Revision history for this message
bugproxy (bugproxy) wrote : Comment bridged from LTC Bugzilla

------- Comment From <email address hidden> 2016-10-04 18:34 EDT-------
Some observations:

1) QEMU appears to be sending the 'device-removed' event prematurely. The below output shows that the device's VFIO group FD is still open by the QEMU process at the time it signals libvirt that the device unplug/cleanup has completed:

root@ltc-fire1:~# virsh event ltc-fire1-vm3-ubuntu-16.10 --event device-removed && lsof /dev/vfio/7
event 'device-removed' for domain ltc-fire1-vm3-ubuntu-16.10: hostdev0
events received: 1

COMMAND PID USER FD TYPE DEVICE SIZE/OFF NODE NAME
qemu-syst 31231 libvirt-qemu 26u CHR 242,0 0t0 750 /dev/vfio/7

2) In response to this event, libvirt issues the following sequence to rebind the VF:

echo $DEVID >/sys/bus/pci/drivers/vfio-pci/unbind
echo $DEVID >/sys/bus/pci/drivers_probe

3) On the VFIO side, this consistently leads to mlx5_core attempting to bind to the device while VFIO is still running it's cleanup routines:

[ 120.099498] KVM guest htab at c000000f2b000000 (order 26), LPID 1
[ 120.208235] pci 0001:01: 0.2: [PE# 005] Setting up window#0 0..3fffffff pg=1000
[ 138.281730] pci 0001:01: 0.2: [PE# 005] Setting up window#1 800000000000000..8000001ffffffff pg=10000
[ 396.873573] vfio-pci 0001:01:00.2: No device request channel registered, blocked until released by user
[ 396.873791] pci 0001:01: 0.2: [PE# 005] Removing DMA window #0
[ 396.873796] pci 0001:01: 0.2: [PE# 005] Removing DMA window #1
[ 396.873908] mlx5_core 0001:01:00.2: enabling device (0000 -> 0002)
[ 396.873940] mlx5_core 0001:01:00.2: Using 32-bit DMA via iommu
[ 396.874034] mlx5_core 0001:01:00.2: firmware version: 12.17.1010

The full cleanup path should include something like:
[ 4762.425039] pci 0001:01: 0.2: [PE# 005] Removing DMA window #0
[ 4762.425043] pci 0001:01: 0.2: [PE# 005] Removing DMA window #1
[ 4762.432014] pci 0001:01: 0.2: [PE# 005] Setting up window#0 0..7fffffff pg=1000
[ 4762.432018] pci 0001:01: 0.2: [PE# 005] Enabling 64-bit DMA bypass

So the driver is attempting to enable the device before the default DMA windows have been restored

4) The sleep Carol inserted above in VFIO cleanup path seems to avoid the issue. This suggests that the reprobe doesn't blindly run but instead waits for a signal of some sort, but that that signaling seems to happen prematurely without the explicit sleep.

This probably needs to be addressed at multiple levels, a fix in QEMU to defer the device-deleted event until VFIO has cleanup up the device, and a fix in VFIO path to avoid crashing the host if someone were to issue the reprobe manually while the device is still in use.

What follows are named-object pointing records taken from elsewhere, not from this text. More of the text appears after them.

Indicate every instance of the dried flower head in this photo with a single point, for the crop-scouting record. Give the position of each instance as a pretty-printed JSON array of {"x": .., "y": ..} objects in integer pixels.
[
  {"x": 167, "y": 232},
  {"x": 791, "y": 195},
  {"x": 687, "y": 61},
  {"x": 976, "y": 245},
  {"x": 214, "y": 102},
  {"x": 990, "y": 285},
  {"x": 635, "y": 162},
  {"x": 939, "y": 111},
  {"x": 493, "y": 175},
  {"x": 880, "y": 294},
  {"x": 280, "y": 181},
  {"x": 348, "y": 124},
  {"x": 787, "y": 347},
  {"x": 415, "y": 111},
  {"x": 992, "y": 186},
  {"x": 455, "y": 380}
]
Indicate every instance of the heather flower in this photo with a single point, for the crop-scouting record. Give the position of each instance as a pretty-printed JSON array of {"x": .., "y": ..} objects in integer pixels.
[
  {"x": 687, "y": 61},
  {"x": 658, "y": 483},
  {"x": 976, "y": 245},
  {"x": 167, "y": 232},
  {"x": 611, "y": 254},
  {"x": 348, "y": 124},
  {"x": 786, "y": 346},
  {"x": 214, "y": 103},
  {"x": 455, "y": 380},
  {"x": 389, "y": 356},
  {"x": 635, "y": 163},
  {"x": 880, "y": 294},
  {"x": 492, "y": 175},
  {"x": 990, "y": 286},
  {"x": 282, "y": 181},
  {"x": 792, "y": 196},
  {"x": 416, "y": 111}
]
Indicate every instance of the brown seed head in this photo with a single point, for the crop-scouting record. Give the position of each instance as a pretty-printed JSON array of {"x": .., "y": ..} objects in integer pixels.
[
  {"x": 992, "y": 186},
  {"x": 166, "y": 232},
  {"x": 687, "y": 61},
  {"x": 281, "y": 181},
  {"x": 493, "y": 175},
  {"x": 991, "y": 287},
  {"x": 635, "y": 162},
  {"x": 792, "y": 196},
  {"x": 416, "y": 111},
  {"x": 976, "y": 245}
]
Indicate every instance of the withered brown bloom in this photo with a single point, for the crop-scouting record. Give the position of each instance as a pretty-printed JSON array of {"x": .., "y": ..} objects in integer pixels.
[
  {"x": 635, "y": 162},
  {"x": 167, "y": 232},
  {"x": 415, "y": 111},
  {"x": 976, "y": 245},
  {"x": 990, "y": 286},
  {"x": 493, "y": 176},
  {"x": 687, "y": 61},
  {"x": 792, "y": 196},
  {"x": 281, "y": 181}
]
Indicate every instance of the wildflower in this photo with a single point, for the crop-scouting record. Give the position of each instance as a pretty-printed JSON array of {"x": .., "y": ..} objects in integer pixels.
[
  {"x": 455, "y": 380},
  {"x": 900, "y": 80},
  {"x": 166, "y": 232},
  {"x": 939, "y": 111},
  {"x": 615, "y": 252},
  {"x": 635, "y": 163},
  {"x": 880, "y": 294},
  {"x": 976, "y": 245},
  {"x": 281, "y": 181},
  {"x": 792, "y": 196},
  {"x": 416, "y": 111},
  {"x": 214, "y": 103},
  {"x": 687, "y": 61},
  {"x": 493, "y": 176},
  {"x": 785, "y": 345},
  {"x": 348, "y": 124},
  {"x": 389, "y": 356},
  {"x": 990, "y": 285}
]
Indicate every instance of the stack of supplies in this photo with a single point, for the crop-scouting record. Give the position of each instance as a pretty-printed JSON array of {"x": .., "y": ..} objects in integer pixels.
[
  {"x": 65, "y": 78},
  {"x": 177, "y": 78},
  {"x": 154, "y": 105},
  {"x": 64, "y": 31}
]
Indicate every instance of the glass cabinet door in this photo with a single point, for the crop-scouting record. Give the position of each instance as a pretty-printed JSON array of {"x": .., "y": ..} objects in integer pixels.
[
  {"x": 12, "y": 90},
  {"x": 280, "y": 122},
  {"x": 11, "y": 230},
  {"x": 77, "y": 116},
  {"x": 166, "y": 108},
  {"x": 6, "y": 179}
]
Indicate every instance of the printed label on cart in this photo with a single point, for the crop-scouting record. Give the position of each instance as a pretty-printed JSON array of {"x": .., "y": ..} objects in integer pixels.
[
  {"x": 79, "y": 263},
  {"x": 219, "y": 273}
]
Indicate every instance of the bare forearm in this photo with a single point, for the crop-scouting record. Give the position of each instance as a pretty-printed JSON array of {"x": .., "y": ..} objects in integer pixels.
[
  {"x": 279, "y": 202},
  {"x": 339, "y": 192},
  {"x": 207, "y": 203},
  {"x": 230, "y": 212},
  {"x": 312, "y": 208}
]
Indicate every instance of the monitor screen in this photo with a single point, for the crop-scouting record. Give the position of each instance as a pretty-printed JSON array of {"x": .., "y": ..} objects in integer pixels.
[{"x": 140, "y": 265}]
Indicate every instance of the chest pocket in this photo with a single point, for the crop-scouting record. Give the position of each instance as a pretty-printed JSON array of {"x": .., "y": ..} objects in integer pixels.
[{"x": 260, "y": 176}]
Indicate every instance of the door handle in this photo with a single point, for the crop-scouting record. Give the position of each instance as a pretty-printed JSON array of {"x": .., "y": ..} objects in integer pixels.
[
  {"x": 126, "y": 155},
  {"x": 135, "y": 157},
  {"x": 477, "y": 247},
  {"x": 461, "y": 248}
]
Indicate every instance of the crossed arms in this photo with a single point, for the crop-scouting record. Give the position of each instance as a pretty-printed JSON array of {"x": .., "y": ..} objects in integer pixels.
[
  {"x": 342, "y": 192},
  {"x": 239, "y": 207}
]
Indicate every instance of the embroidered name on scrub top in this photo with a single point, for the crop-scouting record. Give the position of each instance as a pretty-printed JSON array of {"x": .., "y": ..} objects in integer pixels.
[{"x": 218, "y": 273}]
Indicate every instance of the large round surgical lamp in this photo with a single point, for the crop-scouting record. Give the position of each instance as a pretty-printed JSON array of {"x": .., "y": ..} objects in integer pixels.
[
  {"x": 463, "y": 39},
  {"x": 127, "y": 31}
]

A possible workaround that might be worth trying in the meantime is specifying managed='no' in the device XML, which according to libvirt documentation would prevent libvirt from automatically rebinding the device back to default in the host after unplug. But I saw mention that maybe this wasn't supported yet for KVM, so it's not a given.